Le père Robert Igo, quant à lui, nous fait part de son expérience, après de nombreuses années au Zimbabwe, de devenir abbé du monastère d’Ampleforth, Maison fondatrice, dans un contexte bien différent de celui de l’Afrique. Le Père Abbé Robert tire de cette reconversion de nombreux enseignements utiles pour chacun de nous.

La rubrique « Grands témoins de la vie monastique » met en valeur la grande figure du Bienheureux Columba Marmion qui, depuis sa béatification, trouve un renfort d’audience dans l’Église et dans le monachisme. De même, Mère Josephine Mary Miller, ancienne prieure générale des Bernardines d’Esquermes, qui a longtemps participé au Conseil et au Comité exécutif de l’AIM, peut être reconnue comme une grande figure qui a donné toute sa vie au service de la cause évangélique et monastique.

Nous avons tenu à faire découvrir la belle histoire et la remarquable architecture du monastère de Tautra, en Norvège. Enfin, nous donnons des nouvelles du DIM, de la session de formation Ananie et de quelques projets soutenus par l’AIM.

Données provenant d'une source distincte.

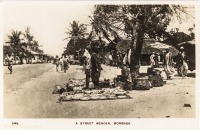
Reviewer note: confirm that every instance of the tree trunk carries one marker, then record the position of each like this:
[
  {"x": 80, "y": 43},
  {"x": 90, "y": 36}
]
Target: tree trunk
[{"x": 136, "y": 48}]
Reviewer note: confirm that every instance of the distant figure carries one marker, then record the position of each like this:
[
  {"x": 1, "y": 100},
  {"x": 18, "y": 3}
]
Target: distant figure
[
  {"x": 183, "y": 62},
  {"x": 65, "y": 63},
  {"x": 57, "y": 63},
  {"x": 95, "y": 68},
  {"x": 126, "y": 60},
  {"x": 168, "y": 64},
  {"x": 87, "y": 67},
  {"x": 10, "y": 60},
  {"x": 152, "y": 59},
  {"x": 157, "y": 58},
  {"x": 61, "y": 63}
]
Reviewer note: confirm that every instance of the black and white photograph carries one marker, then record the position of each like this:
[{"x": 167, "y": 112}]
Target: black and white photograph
[{"x": 99, "y": 61}]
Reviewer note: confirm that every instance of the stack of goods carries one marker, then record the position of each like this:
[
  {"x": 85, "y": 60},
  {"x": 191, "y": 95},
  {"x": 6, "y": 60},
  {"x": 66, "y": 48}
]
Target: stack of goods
[
  {"x": 123, "y": 84},
  {"x": 155, "y": 77},
  {"x": 142, "y": 84},
  {"x": 75, "y": 85},
  {"x": 104, "y": 94}
]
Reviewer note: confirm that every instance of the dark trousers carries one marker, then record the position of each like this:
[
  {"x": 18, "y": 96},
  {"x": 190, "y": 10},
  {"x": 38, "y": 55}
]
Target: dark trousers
[
  {"x": 95, "y": 78},
  {"x": 87, "y": 73},
  {"x": 10, "y": 67}
]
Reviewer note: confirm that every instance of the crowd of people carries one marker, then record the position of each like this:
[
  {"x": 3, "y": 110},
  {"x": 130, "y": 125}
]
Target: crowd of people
[
  {"x": 62, "y": 63},
  {"x": 168, "y": 62}
]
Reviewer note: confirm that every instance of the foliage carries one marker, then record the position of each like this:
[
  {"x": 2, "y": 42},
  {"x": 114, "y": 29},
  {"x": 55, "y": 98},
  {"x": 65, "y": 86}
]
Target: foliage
[{"x": 134, "y": 22}]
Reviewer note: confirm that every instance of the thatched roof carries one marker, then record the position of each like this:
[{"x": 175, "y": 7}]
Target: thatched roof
[{"x": 149, "y": 46}]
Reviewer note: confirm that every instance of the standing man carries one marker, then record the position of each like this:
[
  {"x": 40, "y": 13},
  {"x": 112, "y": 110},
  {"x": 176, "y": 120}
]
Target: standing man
[
  {"x": 87, "y": 66},
  {"x": 65, "y": 63},
  {"x": 57, "y": 62},
  {"x": 10, "y": 60},
  {"x": 152, "y": 59},
  {"x": 168, "y": 64},
  {"x": 95, "y": 68},
  {"x": 157, "y": 58},
  {"x": 61, "y": 63},
  {"x": 183, "y": 62}
]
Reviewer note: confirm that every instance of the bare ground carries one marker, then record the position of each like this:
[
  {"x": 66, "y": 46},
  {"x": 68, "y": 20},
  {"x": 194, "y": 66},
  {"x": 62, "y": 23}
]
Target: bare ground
[{"x": 28, "y": 94}]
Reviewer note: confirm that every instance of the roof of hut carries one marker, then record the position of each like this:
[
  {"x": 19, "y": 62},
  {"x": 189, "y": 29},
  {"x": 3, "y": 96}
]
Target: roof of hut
[{"x": 149, "y": 46}]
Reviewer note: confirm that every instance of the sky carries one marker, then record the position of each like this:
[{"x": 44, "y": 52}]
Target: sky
[{"x": 48, "y": 21}]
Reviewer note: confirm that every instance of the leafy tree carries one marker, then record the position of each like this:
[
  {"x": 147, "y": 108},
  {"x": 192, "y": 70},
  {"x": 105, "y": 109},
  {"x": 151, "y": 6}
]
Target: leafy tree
[
  {"x": 76, "y": 34},
  {"x": 16, "y": 46},
  {"x": 134, "y": 22}
]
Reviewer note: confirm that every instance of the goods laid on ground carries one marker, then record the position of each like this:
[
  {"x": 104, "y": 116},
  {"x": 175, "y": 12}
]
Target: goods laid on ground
[
  {"x": 92, "y": 95},
  {"x": 142, "y": 84},
  {"x": 154, "y": 76}
]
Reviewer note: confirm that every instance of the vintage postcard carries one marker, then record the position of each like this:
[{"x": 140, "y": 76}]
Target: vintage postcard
[{"x": 100, "y": 65}]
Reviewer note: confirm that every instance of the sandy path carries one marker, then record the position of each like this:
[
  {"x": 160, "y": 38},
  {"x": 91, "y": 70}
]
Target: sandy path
[{"x": 34, "y": 99}]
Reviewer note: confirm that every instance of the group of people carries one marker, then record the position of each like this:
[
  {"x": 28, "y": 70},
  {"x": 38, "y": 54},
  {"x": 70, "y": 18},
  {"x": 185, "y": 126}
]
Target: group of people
[
  {"x": 168, "y": 62},
  {"x": 92, "y": 67},
  {"x": 62, "y": 62}
]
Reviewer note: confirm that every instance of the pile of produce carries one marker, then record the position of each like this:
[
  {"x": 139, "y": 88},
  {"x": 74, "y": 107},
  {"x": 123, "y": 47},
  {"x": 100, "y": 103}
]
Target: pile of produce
[{"x": 104, "y": 94}]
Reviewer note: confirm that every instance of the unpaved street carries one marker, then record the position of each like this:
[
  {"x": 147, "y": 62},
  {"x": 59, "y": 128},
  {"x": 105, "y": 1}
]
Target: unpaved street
[{"x": 28, "y": 94}]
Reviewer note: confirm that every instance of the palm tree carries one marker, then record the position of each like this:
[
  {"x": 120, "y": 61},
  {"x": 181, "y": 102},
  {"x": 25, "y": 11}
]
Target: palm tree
[
  {"x": 76, "y": 33},
  {"x": 16, "y": 44}
]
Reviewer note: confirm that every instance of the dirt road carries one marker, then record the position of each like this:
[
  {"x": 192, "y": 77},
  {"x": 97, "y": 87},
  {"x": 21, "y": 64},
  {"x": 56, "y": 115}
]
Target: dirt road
[{"x": 28, "y": 94}]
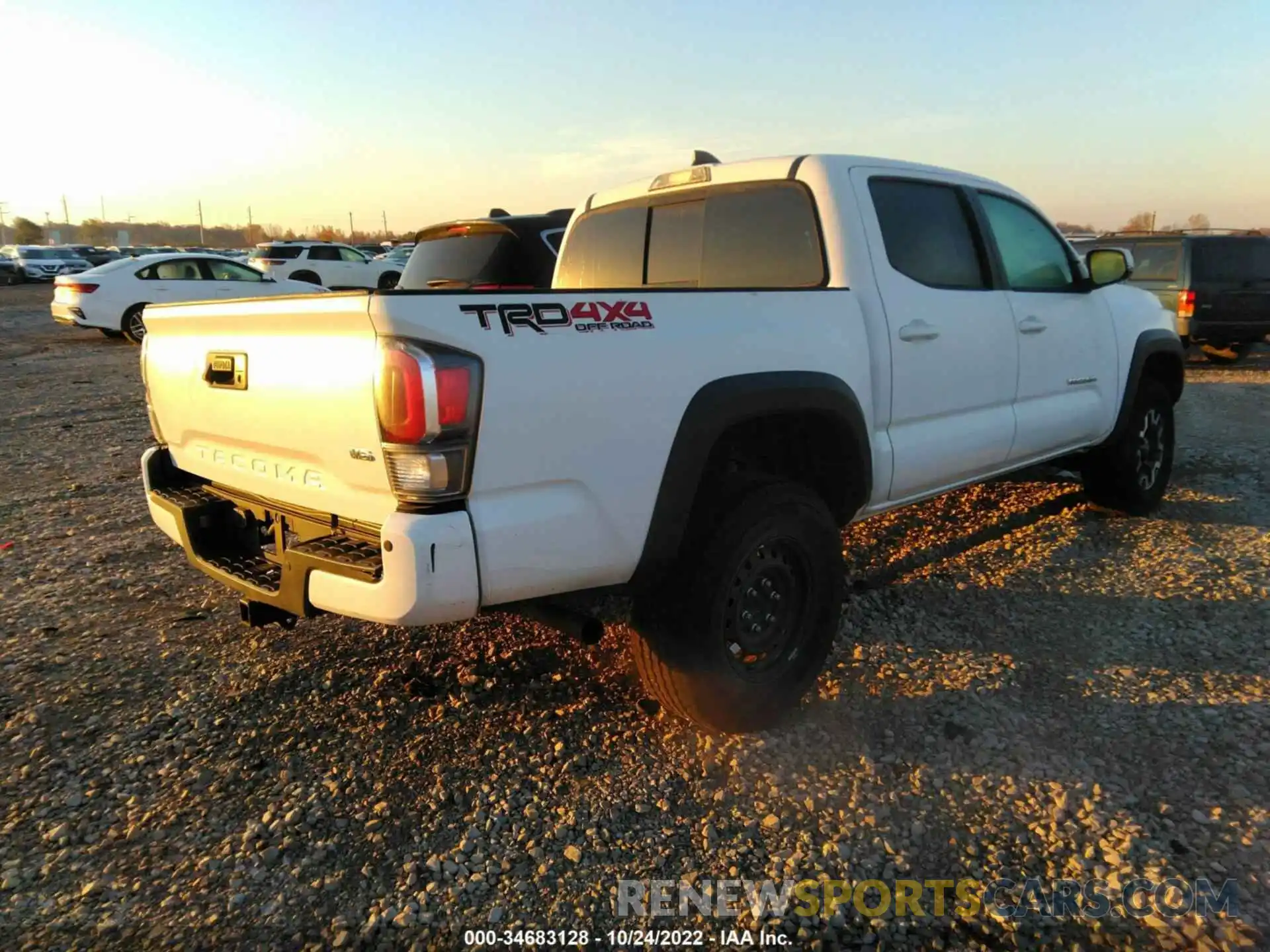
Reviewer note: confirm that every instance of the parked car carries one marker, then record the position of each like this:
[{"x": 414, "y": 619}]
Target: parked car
[
  {"x": 42, "y": 263},
  {"x": 733, "y": 364},
  {"x": 508, "y": 251},
  {"x": 113, "y": 298},
  {"x": 1217, "y": 285},
  {"x": 92, "y": 254},
  {"x": 73, "y": 262},
  {"x": 324, "y": 263},
  {"x": 11, "y": 272}
]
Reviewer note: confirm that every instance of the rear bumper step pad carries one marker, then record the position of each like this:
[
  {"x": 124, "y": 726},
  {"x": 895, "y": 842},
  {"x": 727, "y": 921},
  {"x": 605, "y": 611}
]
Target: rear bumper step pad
[{"x": 222, "y": 543}]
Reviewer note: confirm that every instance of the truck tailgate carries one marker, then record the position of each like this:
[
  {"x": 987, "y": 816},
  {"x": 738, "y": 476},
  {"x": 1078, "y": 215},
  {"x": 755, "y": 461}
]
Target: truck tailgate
[{"x": 275, "y": 397}]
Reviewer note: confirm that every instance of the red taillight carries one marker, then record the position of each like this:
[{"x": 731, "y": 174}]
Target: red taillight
[
  {"x": 454, "y": 386},
  {"x": 1185, "y": 303},
  {"x": 399, "y": 397},
  {"x": 426, "y": 397}
]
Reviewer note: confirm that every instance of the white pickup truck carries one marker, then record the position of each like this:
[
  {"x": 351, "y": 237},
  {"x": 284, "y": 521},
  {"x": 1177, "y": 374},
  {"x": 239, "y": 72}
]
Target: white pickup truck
[{"x": 734, "y": 362}]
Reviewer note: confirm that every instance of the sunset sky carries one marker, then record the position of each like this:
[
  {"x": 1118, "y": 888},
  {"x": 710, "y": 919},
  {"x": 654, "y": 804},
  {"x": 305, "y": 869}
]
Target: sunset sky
[{"x": 431, "y": 111}]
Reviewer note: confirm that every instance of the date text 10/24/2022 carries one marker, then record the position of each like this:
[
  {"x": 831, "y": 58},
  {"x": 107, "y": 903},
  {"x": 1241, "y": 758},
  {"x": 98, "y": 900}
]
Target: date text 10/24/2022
[{"x": 625, "y": 938}]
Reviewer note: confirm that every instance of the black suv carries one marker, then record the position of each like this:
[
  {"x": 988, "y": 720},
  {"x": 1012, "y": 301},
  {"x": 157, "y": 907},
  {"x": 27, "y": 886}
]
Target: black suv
[
  {"x": 1217, "y": 285},
  {"x": 498, "y": 252}
]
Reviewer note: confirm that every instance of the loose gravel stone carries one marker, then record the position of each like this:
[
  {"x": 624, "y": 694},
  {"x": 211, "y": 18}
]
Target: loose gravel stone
[{"x": 1023, "y": 686}]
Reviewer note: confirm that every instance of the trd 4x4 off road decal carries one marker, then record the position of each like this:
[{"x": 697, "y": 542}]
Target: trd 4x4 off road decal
[{"x": 586, "y": 317}]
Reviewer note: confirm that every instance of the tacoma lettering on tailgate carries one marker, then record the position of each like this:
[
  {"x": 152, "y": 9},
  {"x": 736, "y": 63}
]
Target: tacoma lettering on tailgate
[{"x": 261, "y": 466}]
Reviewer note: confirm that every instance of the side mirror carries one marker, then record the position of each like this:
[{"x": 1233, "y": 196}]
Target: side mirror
[{"x": 1109, "y": 266}]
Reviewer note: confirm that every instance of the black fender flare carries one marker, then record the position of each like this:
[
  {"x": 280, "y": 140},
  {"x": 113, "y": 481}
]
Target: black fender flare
[
  {"x": 1150, "y": 343},
  {"x": 730, "y": 400}
]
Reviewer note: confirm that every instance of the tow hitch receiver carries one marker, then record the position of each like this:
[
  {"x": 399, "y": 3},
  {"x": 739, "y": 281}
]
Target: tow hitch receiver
[{"x": 258, "y": 615}]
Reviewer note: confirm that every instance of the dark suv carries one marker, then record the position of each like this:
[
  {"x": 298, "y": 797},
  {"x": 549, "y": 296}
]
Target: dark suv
[
  {"x": 498, "y": 252},
  {"x": 1217, "y": 285}
]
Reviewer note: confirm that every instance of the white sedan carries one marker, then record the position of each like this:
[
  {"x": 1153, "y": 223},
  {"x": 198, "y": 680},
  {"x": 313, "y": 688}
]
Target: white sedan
[{"x": 112, "y": 298}]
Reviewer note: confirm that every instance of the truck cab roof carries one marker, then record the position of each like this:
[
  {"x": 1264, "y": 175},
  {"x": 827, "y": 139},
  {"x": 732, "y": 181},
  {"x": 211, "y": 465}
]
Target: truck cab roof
[{"x": 786, "y": 167}]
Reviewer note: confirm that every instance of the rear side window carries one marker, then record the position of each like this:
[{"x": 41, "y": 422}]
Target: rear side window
[
  {"x": 752, "y": 237},
  {"x": 762, "y": 238},
  {"x": 927, "y": 234},
  {"x": 1156, "y": 260},
  {"x": 1034, "y": 257},
  {"x": 288, "y": 252},
  {"x": 675, "y": 244},
  {"x": 460, "y": 257},
  {"x": 1235, "y": 260},
  {"x": 605, "y": 251}
]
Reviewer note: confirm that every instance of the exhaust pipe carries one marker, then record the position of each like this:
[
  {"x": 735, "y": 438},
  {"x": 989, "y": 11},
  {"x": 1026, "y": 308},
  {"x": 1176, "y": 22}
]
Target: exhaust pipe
[
  {"x": 578, "y": 626},
  {"x": 258, "y": 615}
]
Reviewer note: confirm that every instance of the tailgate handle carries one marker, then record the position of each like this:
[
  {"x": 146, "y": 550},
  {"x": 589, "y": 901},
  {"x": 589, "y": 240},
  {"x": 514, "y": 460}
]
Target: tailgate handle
[{"x": 226, "y": 371}]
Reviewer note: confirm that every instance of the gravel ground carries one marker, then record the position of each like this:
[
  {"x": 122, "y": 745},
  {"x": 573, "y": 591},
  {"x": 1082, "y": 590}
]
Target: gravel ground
[{"x": 1024, "y": 686}]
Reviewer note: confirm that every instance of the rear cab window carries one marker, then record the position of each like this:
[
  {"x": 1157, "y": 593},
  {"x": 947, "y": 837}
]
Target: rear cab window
[
  {"x": 1155, "y": 260},
  {"x": 1236, "y": 260},
  {"x": 755, "y": 235}
]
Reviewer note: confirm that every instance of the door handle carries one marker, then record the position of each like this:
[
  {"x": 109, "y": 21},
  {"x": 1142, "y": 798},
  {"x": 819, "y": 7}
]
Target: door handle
[{"x": 917, "y": 331}]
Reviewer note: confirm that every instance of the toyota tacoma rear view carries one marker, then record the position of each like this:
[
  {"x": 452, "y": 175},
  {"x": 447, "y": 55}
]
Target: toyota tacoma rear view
[{"x": 734, "y": 361}]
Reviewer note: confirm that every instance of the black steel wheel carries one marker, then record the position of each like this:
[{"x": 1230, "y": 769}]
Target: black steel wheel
[
  {"x": 1132, "y": 473},
  {"x": 741, "y": 631}
]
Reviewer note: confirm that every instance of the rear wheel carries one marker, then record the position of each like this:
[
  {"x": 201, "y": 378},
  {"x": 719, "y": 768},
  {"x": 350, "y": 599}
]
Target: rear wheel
[
  {"x": 1132, "y": 474},
  {"x": 1227, "y": 354},
  {"x": 736, "y": 644},
  {"x": 134, "y": 328}
]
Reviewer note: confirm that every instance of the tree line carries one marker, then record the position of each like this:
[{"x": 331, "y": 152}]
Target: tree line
[{"x": 95, "y": 231}]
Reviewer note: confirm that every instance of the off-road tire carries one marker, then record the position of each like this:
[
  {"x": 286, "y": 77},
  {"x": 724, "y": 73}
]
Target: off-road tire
[
  {"x": 134, "y": 327},
  {"x": 1132, "y": 474},
  {"x": 687, "y": 640}
]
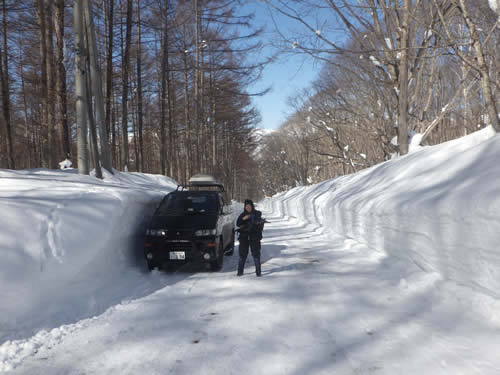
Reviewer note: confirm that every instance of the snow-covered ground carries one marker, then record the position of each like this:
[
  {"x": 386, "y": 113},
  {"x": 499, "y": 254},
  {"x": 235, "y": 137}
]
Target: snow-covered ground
[
  {"x": 69, "y": 245},
  {"x": 393, "y": 270}
]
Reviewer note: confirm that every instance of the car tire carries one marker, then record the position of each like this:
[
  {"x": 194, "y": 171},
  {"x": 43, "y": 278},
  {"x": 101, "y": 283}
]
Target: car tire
[
  {"x": 151, "y": 266},
  {"x": 216, "y": 265}
]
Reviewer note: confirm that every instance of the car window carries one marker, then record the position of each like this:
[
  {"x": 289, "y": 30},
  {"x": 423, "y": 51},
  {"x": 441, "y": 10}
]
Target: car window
[{"x": 188, "y": 203}]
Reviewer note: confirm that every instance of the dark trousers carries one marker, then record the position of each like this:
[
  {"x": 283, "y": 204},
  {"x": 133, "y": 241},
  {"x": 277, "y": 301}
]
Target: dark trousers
[{"x": 246, "y": 242}]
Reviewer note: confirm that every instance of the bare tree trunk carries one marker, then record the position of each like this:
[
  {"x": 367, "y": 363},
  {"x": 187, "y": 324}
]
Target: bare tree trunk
[
  {"x": 403, "y": 81},
  {"x": 139, "y": 90},
  {"x": 90, "y": 113},
  {"x": 31, "y": 146},
  {"x": 483, "y": 69},
  {"x": 4, "y": 78},
  {"x": 125, "y": 78},
  {"x": 96, "y": 88},
  {"x": 109, "y": 76},
  {"x": 43, "y": 72},
  {"x": 187, "y": 120},
  {"x": 80, "y": 76},
  {"x": 62, "y": 105},
  {"x": 49, "y": 36},
  {"x": 169, "y": 97},
  {"x": 196, "y": 83}
]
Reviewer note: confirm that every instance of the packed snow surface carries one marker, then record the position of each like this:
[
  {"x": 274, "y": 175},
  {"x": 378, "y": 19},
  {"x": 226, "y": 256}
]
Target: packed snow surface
[
  {"x": 69, "y": 244},
  {"x": 393, "y": 270}
]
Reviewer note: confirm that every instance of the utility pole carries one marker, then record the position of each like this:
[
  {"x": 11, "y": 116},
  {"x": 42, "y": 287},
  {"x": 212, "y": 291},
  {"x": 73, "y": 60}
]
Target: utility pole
[{"x": 81, "y": 102}]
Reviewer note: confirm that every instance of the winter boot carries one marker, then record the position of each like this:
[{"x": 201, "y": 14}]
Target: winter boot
[
  {"x": 241, "y": 266},
  {"x": 257, "y": 266}
]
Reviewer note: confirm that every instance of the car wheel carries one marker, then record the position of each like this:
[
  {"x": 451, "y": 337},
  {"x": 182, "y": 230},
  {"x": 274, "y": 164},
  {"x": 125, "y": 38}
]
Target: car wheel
[
  {"x": 216, "y": 265},
  {"x": 151, "y": 266}
]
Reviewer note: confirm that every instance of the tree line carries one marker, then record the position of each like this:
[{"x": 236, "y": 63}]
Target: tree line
[
  {"x": 160, "y": 86},
  {"x": 395, "y": 75}
]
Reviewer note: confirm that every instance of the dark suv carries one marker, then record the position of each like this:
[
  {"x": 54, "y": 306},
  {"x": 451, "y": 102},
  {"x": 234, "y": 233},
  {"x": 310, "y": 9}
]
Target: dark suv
[{"x": 192, "y": 225}]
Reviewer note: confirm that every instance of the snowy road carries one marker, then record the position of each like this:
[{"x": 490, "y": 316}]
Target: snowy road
[{"x": 325, "y": 305}]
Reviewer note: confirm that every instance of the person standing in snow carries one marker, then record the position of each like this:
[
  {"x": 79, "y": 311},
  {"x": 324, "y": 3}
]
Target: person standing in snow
[{"x": 250, "y": 225}]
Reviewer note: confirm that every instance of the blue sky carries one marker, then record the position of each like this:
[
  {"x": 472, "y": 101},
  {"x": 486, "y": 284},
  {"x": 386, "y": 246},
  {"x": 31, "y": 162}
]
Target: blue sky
[{"x": 286, "y": 76}]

Que toutes ces propositions nous aident à aller de l’avant.

 

Le cénobitisme, ou
les équilibres communautaires

 

Une des principales caractéristiques de notre vie est d’être cénobitique. Nous vivons en communauté et nous témoignons ensemble ainsi de la réalité du Corps du Christ. Il y a là quelque chose de profondément mystérieux, car même si l’homme est un animal social, il faut bien reconnaître que la vie commune ne lui est pas spontanément facile. Saint Benoît s’attache beaucoup à ce problème auquel il accorde la plus grande importance.

« Les cénobites sont ceux qui vivent en commun, dans un monastère, et combattent sous une Règle et un abbé ; ils sont formés par une longue épreuve dans le monastère, ils apprennent, grâce au soutien de nombreux frères, à lutter contre le démon. Ils sont là comme dans une armée fraternelle. Ils sont libres par rapport aux coutumes mondaines dans leur conduite. Ils ne sont pas renfermés dans leur propre bergerie, mais dans celle du Seigneur. Ce n’est pas la satisfaction de leur désir qui leur sert de loi » (RB 1).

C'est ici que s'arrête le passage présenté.